Sir Paul was a cricket fan
A series of family tragedies and drug addiction turned Sir John Paul Getty II into a mysterious figure.
Known as Sir Paul, he settled in Britain, but was rarely seen as he donated vast sums from the Getty family fortune to causes in his adopted country.
Born in California in 1932, Sir Paul was a son of J. Paul Getty, the oil tycoon and reputedly the richest man in the world.
He studied at San Francisco University and served in the US Army in Korea, before joining the family oil business in Italy.
His second wife was Talitha Pol, granddaughter of the artist Augustus John.
Their hippie lifestyle included the use of hard drugs, and Talitha died of a heroin overdose in 1971 - the first tragedy to blight the life of her husband.
Son's kidnapping horror
The second came two years later, when Sir Paul's eldest son Paul, then 17, was kidnapped by Italian terrorists, who demanded a ransom of more than $3m.
The boy's grandfather refused to help pay the ransom, believing it would endanger his other grandchildren.
He relented only when the kidnappers cut off Paul's ear and sent it to the family.
Sir Paul moved to London, living as a recluse and receiving treatment for his drug addiction.
Sir Paul gave £50m to the National Gallery
Tragedy struck again in 1981, when son Paul, the kidnap victim, took a drugs overdose and had a stroke which left him paralysed and virtually blind.
His father became more reclusive but, like his father before him, he became a committed Anglophile and took British citizenship.
He also started using his vast fortune for the benefit of his adopted country.
In 10 years from 1984 he gave away £140m, much of it in support of the arts.
The largest gift was of £50m to the National Gallery for the purchase of art treasures.

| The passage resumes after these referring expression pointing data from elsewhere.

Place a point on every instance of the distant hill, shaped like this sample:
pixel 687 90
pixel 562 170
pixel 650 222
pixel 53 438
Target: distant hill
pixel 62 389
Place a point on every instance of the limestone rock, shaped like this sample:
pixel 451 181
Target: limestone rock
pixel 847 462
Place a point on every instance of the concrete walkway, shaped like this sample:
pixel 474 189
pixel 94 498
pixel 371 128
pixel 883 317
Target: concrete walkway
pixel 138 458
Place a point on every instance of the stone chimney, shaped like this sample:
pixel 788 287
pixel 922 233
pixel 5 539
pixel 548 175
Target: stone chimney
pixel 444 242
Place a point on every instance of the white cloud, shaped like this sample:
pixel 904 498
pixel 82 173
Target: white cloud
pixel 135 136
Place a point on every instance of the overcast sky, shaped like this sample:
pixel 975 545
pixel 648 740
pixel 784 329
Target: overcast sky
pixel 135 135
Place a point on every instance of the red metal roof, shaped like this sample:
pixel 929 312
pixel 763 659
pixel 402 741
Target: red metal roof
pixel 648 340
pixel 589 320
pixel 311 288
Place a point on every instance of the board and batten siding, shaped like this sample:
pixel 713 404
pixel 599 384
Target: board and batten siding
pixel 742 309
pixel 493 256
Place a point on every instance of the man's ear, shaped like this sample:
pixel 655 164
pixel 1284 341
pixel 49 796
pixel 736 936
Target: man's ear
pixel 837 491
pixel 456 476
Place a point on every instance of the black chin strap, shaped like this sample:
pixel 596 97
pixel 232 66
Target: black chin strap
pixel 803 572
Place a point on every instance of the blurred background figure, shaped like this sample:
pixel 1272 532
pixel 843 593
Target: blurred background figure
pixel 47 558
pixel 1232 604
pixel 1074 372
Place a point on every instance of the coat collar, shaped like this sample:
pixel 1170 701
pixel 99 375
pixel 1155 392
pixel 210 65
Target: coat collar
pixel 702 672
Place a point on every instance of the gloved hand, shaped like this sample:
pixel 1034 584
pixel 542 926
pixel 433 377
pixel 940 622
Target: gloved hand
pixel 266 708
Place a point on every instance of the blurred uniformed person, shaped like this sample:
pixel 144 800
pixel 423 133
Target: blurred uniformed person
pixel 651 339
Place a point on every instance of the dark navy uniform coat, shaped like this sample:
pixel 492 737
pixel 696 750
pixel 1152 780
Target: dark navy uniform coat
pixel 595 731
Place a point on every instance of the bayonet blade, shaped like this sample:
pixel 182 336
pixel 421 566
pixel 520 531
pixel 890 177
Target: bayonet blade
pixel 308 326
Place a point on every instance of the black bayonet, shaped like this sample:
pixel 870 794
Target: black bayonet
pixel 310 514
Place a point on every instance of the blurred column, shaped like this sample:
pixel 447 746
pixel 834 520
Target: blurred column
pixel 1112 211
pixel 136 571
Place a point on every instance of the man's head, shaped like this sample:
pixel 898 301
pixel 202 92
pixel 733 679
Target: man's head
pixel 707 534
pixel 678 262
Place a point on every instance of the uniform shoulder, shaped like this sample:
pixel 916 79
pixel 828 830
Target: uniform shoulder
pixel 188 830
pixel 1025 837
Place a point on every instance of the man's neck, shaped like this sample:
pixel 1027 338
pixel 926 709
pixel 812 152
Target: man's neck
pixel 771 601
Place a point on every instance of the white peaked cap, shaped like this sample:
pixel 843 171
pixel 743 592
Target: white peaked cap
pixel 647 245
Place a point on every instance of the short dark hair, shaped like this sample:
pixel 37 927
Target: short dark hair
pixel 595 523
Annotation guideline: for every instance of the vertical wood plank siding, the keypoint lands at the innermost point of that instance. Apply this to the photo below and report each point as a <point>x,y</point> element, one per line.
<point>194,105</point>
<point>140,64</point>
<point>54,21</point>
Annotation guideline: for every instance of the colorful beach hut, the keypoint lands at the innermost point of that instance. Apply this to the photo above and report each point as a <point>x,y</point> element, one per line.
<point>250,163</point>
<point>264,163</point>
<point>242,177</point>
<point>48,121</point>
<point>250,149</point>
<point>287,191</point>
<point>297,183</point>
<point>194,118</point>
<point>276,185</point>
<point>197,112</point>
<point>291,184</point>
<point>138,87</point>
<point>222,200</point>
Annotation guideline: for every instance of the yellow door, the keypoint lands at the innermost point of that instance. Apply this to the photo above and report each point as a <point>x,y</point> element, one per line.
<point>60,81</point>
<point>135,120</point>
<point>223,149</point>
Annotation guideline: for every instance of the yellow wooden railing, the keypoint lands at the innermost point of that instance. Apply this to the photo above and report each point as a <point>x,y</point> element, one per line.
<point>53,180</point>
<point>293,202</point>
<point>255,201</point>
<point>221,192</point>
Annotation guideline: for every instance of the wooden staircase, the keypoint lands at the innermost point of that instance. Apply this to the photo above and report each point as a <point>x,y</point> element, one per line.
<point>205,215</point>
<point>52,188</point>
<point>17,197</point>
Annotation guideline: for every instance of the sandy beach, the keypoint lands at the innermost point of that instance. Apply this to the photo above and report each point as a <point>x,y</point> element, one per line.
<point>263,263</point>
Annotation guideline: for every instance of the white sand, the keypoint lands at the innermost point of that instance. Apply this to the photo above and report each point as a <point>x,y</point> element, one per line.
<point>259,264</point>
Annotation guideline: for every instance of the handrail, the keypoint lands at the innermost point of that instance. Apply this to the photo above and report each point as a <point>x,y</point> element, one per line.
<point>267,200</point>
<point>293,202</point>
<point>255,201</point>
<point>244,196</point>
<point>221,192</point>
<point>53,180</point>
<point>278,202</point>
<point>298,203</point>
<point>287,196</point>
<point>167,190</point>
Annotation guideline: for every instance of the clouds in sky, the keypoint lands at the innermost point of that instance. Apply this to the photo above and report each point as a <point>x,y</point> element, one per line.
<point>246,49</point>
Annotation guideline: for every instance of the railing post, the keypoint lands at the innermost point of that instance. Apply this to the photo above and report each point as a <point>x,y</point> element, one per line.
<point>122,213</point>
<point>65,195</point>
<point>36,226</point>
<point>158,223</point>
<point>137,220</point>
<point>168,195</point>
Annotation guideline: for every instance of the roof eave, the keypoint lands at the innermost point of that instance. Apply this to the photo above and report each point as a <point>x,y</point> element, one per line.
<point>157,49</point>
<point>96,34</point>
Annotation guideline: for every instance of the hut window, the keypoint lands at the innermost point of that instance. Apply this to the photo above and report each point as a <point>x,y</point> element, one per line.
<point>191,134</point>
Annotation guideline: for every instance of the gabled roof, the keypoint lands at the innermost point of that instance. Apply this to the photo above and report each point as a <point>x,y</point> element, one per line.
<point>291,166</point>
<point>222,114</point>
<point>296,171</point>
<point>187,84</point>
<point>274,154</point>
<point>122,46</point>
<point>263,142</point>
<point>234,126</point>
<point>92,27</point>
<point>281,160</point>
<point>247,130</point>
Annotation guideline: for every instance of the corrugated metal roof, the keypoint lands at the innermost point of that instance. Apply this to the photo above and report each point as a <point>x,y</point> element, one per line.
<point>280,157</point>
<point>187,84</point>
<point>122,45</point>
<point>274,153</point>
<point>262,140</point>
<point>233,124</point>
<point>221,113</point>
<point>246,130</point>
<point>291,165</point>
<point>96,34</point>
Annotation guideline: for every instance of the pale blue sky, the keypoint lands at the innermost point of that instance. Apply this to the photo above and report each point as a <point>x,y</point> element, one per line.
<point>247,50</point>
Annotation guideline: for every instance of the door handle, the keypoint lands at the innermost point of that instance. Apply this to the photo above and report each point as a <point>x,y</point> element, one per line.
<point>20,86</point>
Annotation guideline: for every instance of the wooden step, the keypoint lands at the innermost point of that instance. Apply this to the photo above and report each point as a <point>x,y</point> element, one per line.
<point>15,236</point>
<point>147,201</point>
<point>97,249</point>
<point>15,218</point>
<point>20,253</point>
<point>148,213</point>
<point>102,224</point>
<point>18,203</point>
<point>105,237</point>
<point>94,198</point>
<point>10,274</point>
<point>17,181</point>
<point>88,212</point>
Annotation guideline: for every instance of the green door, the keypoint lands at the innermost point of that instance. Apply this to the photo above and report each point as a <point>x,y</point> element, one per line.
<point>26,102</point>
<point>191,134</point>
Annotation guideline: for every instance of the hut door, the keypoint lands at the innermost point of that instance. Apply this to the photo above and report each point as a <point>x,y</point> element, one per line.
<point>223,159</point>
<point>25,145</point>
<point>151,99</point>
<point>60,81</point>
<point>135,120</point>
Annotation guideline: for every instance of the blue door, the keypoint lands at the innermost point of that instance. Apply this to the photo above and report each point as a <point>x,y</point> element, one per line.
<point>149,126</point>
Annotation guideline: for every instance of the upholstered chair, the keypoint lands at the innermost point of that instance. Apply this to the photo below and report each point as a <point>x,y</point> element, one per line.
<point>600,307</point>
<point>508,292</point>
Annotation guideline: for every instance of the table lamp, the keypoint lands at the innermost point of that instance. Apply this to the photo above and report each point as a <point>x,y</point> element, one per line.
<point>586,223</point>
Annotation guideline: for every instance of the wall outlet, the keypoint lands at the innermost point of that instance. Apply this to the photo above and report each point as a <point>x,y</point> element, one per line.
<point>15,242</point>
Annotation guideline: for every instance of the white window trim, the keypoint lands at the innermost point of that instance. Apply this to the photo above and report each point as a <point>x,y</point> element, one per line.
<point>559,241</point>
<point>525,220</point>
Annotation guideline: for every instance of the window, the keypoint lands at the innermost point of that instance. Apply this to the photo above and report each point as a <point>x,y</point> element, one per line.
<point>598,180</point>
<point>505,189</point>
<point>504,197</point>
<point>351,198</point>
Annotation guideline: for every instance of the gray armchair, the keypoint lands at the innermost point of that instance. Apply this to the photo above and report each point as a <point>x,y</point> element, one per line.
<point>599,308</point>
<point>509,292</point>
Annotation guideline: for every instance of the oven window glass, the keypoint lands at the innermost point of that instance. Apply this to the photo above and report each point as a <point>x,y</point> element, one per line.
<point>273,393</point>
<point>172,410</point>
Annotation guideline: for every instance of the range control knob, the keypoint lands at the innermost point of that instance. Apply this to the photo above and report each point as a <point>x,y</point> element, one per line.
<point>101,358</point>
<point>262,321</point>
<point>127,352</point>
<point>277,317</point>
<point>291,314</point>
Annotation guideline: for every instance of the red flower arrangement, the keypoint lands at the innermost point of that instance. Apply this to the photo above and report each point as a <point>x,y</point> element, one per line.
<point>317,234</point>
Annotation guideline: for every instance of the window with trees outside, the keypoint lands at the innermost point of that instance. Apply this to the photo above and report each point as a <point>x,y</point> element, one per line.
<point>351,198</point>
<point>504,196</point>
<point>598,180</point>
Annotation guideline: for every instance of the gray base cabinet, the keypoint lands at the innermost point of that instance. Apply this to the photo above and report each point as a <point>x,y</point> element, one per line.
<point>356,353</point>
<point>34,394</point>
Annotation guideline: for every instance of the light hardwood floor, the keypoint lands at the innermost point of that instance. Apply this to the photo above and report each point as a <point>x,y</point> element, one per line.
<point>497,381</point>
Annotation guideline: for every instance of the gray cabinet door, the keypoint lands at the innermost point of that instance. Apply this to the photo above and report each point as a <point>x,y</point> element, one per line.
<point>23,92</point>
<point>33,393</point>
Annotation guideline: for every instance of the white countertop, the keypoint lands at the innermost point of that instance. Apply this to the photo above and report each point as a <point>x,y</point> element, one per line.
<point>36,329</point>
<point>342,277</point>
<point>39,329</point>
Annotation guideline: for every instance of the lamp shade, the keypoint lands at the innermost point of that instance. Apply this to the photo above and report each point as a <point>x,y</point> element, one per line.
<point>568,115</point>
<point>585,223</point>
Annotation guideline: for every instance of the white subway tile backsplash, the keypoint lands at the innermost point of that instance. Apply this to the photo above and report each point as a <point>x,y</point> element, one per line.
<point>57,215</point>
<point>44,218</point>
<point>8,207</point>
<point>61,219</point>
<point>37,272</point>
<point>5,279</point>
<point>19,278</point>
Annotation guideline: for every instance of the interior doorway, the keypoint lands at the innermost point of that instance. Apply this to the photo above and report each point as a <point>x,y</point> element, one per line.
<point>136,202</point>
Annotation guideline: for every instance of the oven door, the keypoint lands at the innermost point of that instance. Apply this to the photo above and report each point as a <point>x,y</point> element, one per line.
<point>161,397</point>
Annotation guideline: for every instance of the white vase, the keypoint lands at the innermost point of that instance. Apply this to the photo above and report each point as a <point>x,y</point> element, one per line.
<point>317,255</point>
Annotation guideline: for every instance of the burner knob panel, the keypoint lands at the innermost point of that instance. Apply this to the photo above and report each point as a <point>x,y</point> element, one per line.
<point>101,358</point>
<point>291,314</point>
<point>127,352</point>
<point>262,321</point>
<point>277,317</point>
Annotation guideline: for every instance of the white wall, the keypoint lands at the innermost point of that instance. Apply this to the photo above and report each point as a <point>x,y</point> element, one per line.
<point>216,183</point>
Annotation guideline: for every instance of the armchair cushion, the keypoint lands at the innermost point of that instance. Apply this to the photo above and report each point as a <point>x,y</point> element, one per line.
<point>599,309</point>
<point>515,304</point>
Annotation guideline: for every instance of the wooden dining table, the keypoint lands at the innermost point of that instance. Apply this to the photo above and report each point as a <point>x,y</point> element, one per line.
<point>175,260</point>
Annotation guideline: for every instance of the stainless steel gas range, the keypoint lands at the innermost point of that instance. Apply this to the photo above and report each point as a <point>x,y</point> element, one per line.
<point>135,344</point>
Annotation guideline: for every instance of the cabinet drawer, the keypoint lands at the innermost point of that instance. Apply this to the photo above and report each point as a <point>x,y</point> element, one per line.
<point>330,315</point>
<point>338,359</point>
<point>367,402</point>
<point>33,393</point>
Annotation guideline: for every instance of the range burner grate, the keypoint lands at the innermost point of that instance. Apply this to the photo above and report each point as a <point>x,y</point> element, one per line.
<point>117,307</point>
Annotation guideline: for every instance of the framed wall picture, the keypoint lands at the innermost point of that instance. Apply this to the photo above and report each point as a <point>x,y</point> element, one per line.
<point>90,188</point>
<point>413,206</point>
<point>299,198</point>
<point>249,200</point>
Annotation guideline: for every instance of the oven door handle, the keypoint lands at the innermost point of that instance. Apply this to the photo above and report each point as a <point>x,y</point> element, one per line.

Ironically, Sir Paul's money helped prevent such precious artefacts as Antonio Canova's statue, The Three Graces, being bought by his father's pride and joy, the Getty Museum in California.
Other beneficiaries included the British film industry, the Imperial War Museum, Ely Cathedral, and even the families of striking miners in 1984.
Through his friend, Mick Jagger, Sir Paul also developed a love of cricket, a passion which led to a £2m gift to Lords cricket ground to build the new Mound Stand.
He bought Wisden, publishers of the cricketers' almanac, famously travelled to watch overseas Test matches on his yacht, the Talitha G, and had his own cricket ground built at his 3,000-acre estate in Buckinghamshire.
Sir Paul's philanthropy earned him an honorary knighthood from the Queen in 1986.
In 1994 he married for the third time, to Victoria Holdsworth, a former model. He had five children from his earlier marriages.